# Cleaning negatives and slides



## iescobarjr

I have many slides and negatives for scan, but it have a lot of dust and fungus. I asked for cleaning in a photo studio and the person in charge gave two bottles to me, the labels show: "NeoColor Stabilizer &amp; Replenisher, compatible with the C-41 process" part A and part B respectively (Bottle part A contains formaldehyde and have a white liquid, bottle part B have a opaque yellow liquid).

Do you know about this chemicals? How can I to use for film cleaning?

I read about PEC-12 but is very hard to find here in Venezuela.

Thanks for your attention.


----------



## Contra|Brett|

i'm not 100 percent sure, but those chemicals are generally used in develpment i thought.


----------



## terri

I'm not certain of those titles, but there is a product simply called (I think) "Film Kleen" and that is exactly what it is for.   Apply gently and sparingly, but it doesn't take much.   Try a google search and see what you get.


----------



## will965

Wouldnt it be possible to just put a film onto a spiral and re-wash it, maybe using one of these cleaning chemicals.


----------



## iescobarjr

will965 said:
			
		

> Wouldnt it be possible to just put a film onto a spiral and re-wash it, maybe using one of these cleaning chemicals.



But must I place the chemicals with water? The parts A &amp; B together or aside?

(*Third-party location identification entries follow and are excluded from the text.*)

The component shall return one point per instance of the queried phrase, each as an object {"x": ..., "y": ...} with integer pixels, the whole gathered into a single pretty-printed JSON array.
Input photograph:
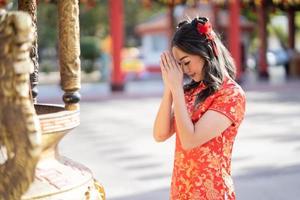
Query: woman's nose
[{"x": 185, "y": 69}]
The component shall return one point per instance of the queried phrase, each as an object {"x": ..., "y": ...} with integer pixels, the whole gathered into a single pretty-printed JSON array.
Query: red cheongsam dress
[{"x": 204, "y": 172}]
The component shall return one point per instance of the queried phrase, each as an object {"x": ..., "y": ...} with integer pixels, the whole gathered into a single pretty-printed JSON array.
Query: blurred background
[{"x": 121, "y": 41}]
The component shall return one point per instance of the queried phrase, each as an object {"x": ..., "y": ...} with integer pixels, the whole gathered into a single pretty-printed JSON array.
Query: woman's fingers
[{"x": 164, "y": 61}]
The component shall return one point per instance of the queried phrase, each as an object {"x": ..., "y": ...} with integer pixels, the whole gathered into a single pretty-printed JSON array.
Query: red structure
[
  {"x": 116, "y": 26},
  {"x": 234, "y": 36}
]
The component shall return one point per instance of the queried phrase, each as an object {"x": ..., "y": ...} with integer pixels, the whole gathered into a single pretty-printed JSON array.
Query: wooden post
[
  {"x": 116, "y": 29},
  {"x": 262, "y": 28},
  {"x": 69, "y": 51},
  {"x": 291, "y": 19},
  {"x": 30, "y": 6},
  {"x": 235, "y": 35}
]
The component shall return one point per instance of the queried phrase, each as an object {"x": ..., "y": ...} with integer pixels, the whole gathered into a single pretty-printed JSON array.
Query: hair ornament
[{"x": 204, "y": 28}]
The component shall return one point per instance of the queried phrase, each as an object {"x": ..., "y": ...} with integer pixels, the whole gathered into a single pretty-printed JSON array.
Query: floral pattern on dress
[{"x": 204, "y": 172}]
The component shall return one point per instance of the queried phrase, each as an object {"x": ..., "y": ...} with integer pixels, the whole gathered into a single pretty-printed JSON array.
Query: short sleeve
[{"x": 230, "y": 101}]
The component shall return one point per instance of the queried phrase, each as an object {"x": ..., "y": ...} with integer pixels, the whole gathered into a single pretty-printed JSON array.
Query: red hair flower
[{"x": 205, "y": 29}]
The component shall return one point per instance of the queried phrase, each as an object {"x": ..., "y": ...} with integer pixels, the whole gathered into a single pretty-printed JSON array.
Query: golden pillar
[
  {"x": 69, "y": 51},
  {"x": 19, "y": 127}
]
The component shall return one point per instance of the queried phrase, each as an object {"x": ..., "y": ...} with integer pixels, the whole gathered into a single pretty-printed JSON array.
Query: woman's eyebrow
[{"x": 183, "y": 58}]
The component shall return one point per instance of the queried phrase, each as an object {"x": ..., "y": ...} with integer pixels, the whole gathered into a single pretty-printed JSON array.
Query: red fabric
[{"x": 204, "y": 172}]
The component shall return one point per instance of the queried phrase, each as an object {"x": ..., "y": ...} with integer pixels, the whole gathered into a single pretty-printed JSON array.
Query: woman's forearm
[
  {"x": 163, "y": 123},
  {"x": 185, "y": 126}
]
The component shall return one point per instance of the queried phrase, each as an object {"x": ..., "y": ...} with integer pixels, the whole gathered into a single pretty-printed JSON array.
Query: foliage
[{"x": 90, "y": 51}]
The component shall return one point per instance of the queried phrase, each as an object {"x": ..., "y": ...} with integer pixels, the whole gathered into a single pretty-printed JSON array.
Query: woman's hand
[{"x": 172, "y": 74}]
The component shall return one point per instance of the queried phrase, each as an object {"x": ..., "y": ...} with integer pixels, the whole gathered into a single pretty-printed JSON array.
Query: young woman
[{"x": 204, "y": 114}]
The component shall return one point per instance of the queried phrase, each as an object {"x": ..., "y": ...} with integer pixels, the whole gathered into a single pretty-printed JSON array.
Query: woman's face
[{"x": 192, "y": 65}]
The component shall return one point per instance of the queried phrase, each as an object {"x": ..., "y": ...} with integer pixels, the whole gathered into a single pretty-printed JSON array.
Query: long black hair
[{"x": 206, "y": 44}]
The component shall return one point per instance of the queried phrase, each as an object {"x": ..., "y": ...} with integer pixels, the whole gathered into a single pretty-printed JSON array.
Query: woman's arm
[
  {"x": 163, "y": 125},
  {"x": 210, "y": 125}
]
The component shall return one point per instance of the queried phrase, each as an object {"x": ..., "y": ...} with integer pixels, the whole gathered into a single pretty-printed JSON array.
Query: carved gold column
[
  {"x": 30, "y": 7},
  {"x": 69, "y": 51},
  {"x": 19, "y": 127}
]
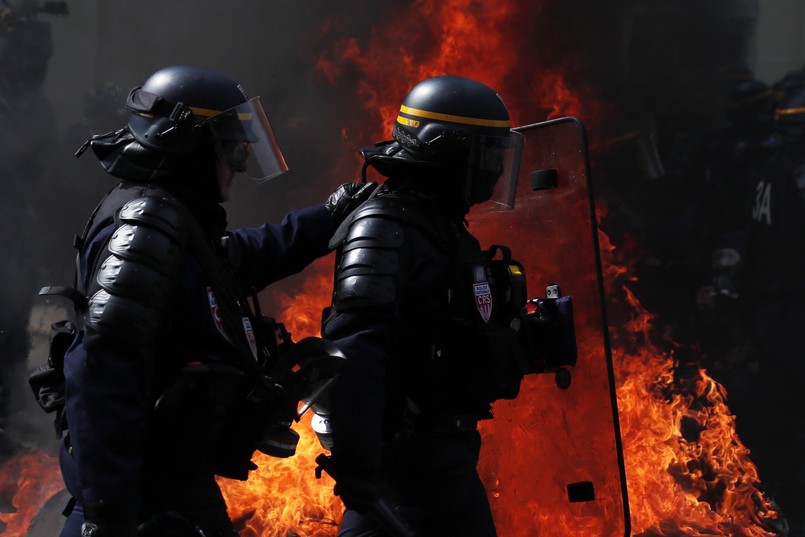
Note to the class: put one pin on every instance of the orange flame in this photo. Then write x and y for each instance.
(29, 479)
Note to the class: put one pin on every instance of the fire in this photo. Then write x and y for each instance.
(688, 472)
(28, 479)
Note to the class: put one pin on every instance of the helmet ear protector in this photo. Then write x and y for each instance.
(242, 135)
(454, 121)
(172, 125)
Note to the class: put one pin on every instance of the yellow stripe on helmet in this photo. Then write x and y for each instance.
(453, 119)
(207, 112)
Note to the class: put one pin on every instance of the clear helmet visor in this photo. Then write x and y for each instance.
(494, 165)
(245, 141)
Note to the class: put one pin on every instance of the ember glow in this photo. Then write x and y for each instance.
(687, 471)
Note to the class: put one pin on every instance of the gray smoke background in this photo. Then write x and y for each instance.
(66, 68)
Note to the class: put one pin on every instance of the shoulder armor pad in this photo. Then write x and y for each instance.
(160, 212)
(368, 264)
(121, 317)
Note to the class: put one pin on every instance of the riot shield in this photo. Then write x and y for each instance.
(552, 459)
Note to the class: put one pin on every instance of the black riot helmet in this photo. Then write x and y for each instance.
(460, 124)
(181, 107)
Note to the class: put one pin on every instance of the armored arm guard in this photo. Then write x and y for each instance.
(129, 288)
(368, 265)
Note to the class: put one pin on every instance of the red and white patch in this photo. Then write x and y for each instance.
(483, 299)
(215, 311)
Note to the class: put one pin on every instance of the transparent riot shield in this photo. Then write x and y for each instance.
(552, 459)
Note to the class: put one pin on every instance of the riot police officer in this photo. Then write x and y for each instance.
(410, 312)
(162, 373)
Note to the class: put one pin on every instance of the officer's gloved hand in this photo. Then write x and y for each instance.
(346, 199)
(168, 524)
(103, 520)
(358, 492)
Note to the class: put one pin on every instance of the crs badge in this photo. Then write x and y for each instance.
(483, 299)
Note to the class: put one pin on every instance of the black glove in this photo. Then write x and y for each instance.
(346, 199)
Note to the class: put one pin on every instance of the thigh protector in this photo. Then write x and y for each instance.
(131, 286)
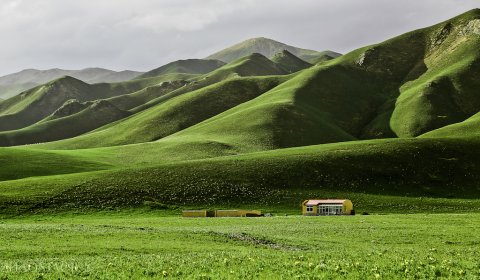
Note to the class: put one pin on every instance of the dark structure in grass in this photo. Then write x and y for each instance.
(221, 213)
(327, 207)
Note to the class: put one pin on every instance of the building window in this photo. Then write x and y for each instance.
(330, 209)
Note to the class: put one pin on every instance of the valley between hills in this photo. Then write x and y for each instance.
(260, 124)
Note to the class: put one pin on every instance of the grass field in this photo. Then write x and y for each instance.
(156, 244)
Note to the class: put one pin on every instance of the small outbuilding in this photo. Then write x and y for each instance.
(327, 207)
(221, 213)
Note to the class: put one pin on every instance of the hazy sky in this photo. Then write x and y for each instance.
(144, 34)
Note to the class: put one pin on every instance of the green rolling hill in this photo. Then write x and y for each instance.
(93, 115)
(13, 84)
(290, 63)
(266, 47)
(174, 114)
(188, 66)
(257, 130)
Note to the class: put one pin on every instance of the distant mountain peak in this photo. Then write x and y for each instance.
(265, 46)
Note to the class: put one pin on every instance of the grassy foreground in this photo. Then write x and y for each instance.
(143, 245)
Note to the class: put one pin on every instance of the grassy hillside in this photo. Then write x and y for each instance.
(95, 115)
(264, 46)
(175, 113)
(289, 62)
(251, 65)
(220, 138)
(189, 66)
(34, 105)
(402, 87)
(13, 84)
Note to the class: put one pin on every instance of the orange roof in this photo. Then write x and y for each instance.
(324, 201)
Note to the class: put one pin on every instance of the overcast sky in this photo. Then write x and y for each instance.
(144, 34)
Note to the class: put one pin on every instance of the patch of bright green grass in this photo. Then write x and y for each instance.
(144, 246)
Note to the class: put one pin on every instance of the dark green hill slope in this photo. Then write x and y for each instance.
(266, 47)
(402, 87)
(13, 84)
(189, 66)
(251, 65)
(174, 114)
(95, 114)
(289, 62)
(33, 105)
(468, 128)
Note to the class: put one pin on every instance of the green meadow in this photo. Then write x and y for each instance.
(136, 244)
(93, 177)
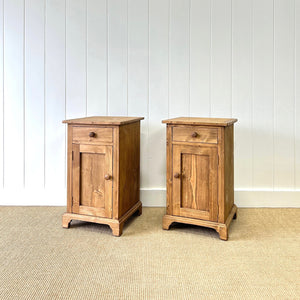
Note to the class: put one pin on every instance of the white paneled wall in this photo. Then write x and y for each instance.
(153, 58)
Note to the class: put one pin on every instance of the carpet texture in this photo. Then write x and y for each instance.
(41, 260)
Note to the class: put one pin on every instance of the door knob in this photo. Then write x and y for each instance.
(107, 177)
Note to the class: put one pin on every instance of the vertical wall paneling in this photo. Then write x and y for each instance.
(263, 94)
(242, 90)
(96, 57)
(55, 94)
(284, 97)
(297, 94)
(1, 89)
(221, 105)
(153, 58)
(138, 73)
(179, 52)
(13, 93)
(76, 57)
(158, 89)
(117, 57)
(200, 50)
(34, 92)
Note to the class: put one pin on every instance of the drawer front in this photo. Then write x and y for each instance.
(92, 135)
(195, 134)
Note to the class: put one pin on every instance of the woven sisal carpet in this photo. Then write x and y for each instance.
(41, 260)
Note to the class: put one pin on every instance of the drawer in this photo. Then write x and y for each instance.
(195, 134)
(92, 135)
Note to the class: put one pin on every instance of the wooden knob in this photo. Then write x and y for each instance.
(107, 177)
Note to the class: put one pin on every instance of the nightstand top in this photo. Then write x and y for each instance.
(104, 120)
(200, 121)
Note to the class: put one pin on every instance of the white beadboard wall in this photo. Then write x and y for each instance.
(158, 59)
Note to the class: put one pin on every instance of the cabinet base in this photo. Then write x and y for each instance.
(221, 228)
(115, 225)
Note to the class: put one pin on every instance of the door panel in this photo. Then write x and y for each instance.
(92, 185)
(195, 189)
(92, 193)
(195, 181)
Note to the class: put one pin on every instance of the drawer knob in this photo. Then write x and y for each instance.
(107, 177)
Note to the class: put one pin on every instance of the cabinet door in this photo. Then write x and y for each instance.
(92, 180)
(195, 182)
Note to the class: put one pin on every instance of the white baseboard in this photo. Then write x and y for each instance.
(243, 198)
(150, 197)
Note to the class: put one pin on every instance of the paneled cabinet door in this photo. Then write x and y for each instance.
(92, 180)
(195, 182)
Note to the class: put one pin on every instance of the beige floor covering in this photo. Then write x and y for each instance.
(41, 260)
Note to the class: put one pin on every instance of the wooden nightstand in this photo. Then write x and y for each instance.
(103, 170)
(200, 173)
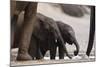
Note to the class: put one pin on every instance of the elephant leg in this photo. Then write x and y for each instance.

The dirty negatives are cut (4 photos per strip aprox), can I to use a tray instead of a spiral?

Thanks.


----------



## will965

I dont know how the chemicals you have work but if they're specifically degined for cleaning negs they should have instructions, if they don't you could always ask in the shop you got them. I wouldnt advise washing them in a tray because it would be so easy to scratch the emulsion layer of the negative, especially is therre was small bits of dirt or grit. You could cut of 1 or 2 single frames which don't look like you would use anyway and try using the chemicals in different ways untill you work it out.
Good luck :thumbsup:


----------



## Hertz van Rental

The dust will come off with a soft brush and compressed air.
If your film is really growing fungus then you have a problem. You only get fungal attack if the film is kept damp. Store your negs somewhere dry and allow air to circulate.
The fungus eats the gelatine of the film so the negs may well be damaged - colour blotches (especially on colour film) and small hair-like lines where the filaments have eaten the film.
Washing stuff off the emulsion side is always tricky.
Best thing I can suggest is use water at 20C with wetting agent. Soak the film for a minute or two and then gently and lightly rub the emulsion with your fingers to remove the fungus. Then dry the film in a dust free atmosphere (drying cabinet is best).


----------



## Force of Nature

I find just leaving them in fixer for 5-10 should do the trick nicely


----------



## iescobarjr

Force of Nature said:
			
		

> I find just leaving them in fixer for 5-10 should do the trick nicely



It work with stabilizer & replenisher? Do you leaving the negatives with water?


----------



## Force of Nature

If i knew what they were I could help?!


----------



## Hertz van Rental

Never leave fix on your film - always wash it thoroughly. Thiosulphates and associated chemicals break down rapidly into sulphides and sepia tone the neg - but in a bad way. Thiosulphate is also hygroscopic - the result is that your film will go brown and sticky and eventually the image will become totally degraded. There is no cure that i know of.
Neither fix, stabiliser or any of the replenishers are cleaning agents and are more likely to cause problems if you use them for this purpose.
The method outlined in my previous post works and will deal with most cases. It is the product of almost 20 years of sorting out students' crapped-up negs ;-)


----------



## iescobarjr

Thanks for your reply, Mr. van Rental.


----------